Evaluating tree-based imputation methods as an alternative to MICE PMM for drawing inference in empirical studies

from arxiv, The project "From Prediction to Agile Interventions in the Social Sciences (FAIR)" is receiving funding from the programme "Profilbildung 2020'', an initiative of the Ministry of Culture and Science of the State of Northrhine Westphalia. The sole responsibility for the content of this publication lies with the authors

Dealing with missing data is an important problem in statistical analysis that is often addressed with imputation procedures. The performance and validity of such methods are of great importance for their application in empirical studies. While the prevailing method of Multiple Imputation by Chained Equations (MICE) with Predictive Mean Matching (PMM) is considered standard in the social science literature, the increase in complex datasets may require more advanced approaches based on machine learning. In particular, tree-based imputation methods have emerged as very competitive approaches. However, the performance and validity are not completely understood, particularly compared to the standard MICE PMM. This is especially true for inference in linear models. In this study, we investigate the impact of various imputation methods on coefficient estimation, Type I error, and power, to gain insights that can help empirical researchers deal with missingness more effectively. We explore MICE PMM alongside different tree-based methods, such as MICE with Random Forest (RF), Chained Random Forests with and without PMM (missRanger), and Extreme Gradient Boosting (MIXGBoost), conducting a realistic simulation study using the German National Educational Panel Study (NEPS) as the original data source. Our results reveal that Random Forest-based imputations, especially MICE RF and missRanger with PMM, consistently perform better in most scenarios. Standard MICE PMM shows partially increased bias and overly conservative test decisions, particularly with non-true zero coefficients. Our results thus underscore the potential advantages of tree-based imputation methods, albeit with a caveat that all methods perform worse with an increased missingness, particularly missRanger.

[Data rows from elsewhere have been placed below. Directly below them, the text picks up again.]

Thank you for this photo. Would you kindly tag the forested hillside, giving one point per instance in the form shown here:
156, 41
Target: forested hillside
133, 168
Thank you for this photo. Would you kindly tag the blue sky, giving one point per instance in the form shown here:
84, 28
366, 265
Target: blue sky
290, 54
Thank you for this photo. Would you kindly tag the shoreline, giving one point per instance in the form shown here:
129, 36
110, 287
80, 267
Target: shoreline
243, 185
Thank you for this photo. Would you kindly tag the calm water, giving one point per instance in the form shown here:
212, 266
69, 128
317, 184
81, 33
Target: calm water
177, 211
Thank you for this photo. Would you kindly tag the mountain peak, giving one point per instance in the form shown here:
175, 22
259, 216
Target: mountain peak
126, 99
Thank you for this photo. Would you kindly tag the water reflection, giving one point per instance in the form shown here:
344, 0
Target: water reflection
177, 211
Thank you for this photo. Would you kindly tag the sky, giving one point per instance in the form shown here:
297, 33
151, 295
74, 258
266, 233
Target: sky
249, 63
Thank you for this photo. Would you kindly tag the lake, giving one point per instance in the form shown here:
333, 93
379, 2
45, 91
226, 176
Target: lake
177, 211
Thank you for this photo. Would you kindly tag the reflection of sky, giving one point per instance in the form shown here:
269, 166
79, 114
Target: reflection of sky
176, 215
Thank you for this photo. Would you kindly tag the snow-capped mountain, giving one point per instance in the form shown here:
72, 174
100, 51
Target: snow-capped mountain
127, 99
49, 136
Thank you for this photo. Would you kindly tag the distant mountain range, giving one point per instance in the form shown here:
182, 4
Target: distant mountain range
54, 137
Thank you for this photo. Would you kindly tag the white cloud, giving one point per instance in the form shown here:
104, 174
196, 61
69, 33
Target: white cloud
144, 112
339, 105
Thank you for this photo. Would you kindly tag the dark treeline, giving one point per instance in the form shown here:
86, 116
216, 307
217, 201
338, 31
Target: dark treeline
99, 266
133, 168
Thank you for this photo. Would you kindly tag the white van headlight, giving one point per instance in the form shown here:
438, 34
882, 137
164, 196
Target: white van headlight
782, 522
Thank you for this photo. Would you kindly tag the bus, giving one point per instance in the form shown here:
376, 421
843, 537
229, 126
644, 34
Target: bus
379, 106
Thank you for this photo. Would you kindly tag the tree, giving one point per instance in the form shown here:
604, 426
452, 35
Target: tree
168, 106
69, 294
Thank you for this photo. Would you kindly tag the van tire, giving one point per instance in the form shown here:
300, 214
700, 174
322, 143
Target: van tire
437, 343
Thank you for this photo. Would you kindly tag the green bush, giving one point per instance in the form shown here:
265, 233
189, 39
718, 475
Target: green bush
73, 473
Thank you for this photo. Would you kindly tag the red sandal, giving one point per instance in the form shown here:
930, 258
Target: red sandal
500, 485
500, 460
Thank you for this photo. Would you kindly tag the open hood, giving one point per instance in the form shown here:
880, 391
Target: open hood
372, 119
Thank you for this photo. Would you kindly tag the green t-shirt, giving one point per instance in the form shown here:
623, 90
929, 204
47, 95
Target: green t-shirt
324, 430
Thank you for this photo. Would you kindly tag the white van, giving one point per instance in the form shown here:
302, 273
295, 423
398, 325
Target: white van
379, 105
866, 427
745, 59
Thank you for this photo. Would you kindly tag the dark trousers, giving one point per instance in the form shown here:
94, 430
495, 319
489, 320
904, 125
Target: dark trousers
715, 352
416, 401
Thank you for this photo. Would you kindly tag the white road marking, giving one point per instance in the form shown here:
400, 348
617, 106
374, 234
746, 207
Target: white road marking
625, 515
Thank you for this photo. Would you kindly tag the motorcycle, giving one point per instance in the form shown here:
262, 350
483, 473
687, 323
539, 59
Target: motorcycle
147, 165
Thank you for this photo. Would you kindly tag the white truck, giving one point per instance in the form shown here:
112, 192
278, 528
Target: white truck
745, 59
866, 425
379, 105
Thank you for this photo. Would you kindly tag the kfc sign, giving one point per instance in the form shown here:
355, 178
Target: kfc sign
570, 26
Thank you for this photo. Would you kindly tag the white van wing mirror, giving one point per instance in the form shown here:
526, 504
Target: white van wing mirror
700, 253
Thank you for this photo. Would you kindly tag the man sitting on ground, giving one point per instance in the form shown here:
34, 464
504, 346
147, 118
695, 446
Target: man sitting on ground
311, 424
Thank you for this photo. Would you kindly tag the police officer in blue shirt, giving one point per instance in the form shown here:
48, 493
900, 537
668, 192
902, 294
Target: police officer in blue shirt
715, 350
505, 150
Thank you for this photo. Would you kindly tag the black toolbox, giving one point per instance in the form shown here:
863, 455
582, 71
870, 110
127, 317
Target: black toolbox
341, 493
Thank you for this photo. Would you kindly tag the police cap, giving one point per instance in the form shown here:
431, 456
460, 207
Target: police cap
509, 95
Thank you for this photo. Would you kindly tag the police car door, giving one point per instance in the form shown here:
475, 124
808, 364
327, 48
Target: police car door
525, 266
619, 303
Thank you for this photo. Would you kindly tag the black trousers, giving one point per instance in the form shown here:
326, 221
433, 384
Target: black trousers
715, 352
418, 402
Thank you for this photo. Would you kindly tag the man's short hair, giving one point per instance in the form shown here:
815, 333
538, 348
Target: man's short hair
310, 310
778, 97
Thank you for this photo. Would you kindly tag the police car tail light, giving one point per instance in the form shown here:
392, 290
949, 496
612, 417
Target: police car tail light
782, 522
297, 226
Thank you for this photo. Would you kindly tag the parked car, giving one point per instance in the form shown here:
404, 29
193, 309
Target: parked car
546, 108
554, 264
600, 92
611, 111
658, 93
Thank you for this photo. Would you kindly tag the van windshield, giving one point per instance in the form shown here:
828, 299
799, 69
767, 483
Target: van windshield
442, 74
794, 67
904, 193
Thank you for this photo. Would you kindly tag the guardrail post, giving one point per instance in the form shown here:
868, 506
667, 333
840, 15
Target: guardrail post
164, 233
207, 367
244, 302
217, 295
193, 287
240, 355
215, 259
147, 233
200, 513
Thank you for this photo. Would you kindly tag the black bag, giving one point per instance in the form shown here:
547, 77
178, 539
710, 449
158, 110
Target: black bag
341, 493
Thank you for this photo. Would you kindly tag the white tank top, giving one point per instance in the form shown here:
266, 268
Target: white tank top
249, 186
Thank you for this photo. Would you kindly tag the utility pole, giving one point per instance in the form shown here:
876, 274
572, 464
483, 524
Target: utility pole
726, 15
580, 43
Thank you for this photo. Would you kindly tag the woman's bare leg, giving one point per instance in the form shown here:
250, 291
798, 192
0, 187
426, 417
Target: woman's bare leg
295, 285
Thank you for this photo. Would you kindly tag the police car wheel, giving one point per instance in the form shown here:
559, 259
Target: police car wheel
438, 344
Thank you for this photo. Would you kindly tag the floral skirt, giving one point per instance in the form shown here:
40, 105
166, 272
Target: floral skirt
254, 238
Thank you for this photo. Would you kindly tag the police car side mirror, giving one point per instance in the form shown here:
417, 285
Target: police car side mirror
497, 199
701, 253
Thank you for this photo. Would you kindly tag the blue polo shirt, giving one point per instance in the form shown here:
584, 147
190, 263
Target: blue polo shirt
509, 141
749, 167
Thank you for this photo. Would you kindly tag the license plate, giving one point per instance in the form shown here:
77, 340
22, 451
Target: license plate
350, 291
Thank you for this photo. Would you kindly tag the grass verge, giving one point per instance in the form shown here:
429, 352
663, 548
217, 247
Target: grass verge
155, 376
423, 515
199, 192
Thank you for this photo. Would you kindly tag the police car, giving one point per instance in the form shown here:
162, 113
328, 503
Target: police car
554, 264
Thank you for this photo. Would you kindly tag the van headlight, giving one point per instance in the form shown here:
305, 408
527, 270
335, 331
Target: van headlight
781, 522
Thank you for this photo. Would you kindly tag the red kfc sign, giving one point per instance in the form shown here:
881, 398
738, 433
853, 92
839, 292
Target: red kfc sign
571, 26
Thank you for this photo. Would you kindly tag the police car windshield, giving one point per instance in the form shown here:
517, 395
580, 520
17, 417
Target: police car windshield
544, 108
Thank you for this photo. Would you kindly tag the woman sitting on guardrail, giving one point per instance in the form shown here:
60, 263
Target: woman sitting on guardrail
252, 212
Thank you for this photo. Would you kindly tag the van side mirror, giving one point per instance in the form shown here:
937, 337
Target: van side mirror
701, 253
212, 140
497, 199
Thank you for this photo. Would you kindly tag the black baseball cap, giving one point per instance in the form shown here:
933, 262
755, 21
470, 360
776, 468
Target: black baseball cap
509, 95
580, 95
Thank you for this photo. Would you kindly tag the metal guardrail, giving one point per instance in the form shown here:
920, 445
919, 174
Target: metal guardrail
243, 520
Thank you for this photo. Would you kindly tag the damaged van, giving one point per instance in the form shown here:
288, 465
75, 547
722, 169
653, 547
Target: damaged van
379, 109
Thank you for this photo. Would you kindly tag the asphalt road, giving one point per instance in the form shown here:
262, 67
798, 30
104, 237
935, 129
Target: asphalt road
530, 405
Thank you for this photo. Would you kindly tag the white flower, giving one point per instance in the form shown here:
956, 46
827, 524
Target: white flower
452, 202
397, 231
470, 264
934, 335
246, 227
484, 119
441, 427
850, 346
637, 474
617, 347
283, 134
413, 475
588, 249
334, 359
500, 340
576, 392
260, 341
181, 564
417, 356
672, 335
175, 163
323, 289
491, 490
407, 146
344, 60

翻译：处理缺失数据是统计分析中的一个重要问题，通常通过插补方法来解决。这类方法的性能和有效性对于其在实证研究中的应用至关重要。虽然链式方程多重插补（MICE）结合预测均值匹配（PMM）在社会学文献中被视为标准方法，但复杂数据集的增加可能需要基于机器学习的更先进方法。特别是，基于树的插补方法已成为极具竞争力的选择。然而，其性能和有效性尚未被完全理解，尤其是与标准MICE PMM相比。这一点在线性模型推断中尤为突出。在本研究中，我们探讨了各种插补方法对系数估计、第一类错误和统计功效的影响，旨在为实证研究人员更有效地处理缺失数据提供见解。我们研究了MICE PMM以及不同的基于树的方法，例如结合随机森林的MICE（MICE RF）、是否结合PMM的链式随机森林（missRanger）、以及极限梯度提升（MIXGBoost），并以德国国家教育面板研究（NEPS）作为原始数据来源进行了逼真的模拟研究。结果显示，基于随机森林的插补方法，特别是MICE RF和结合PMM的missRanger，在大多数场景中表现更佳。标准MICE PMM在某些情况下显示出部分增加的偏差和过于保守的检验决策，尤其是在处理非真实零系数时。因此，我们的结果突显了基于树的插补方法的潜在优势，但需注意所有方法在缺失率增加时表现均会变差，尤其是missRanger。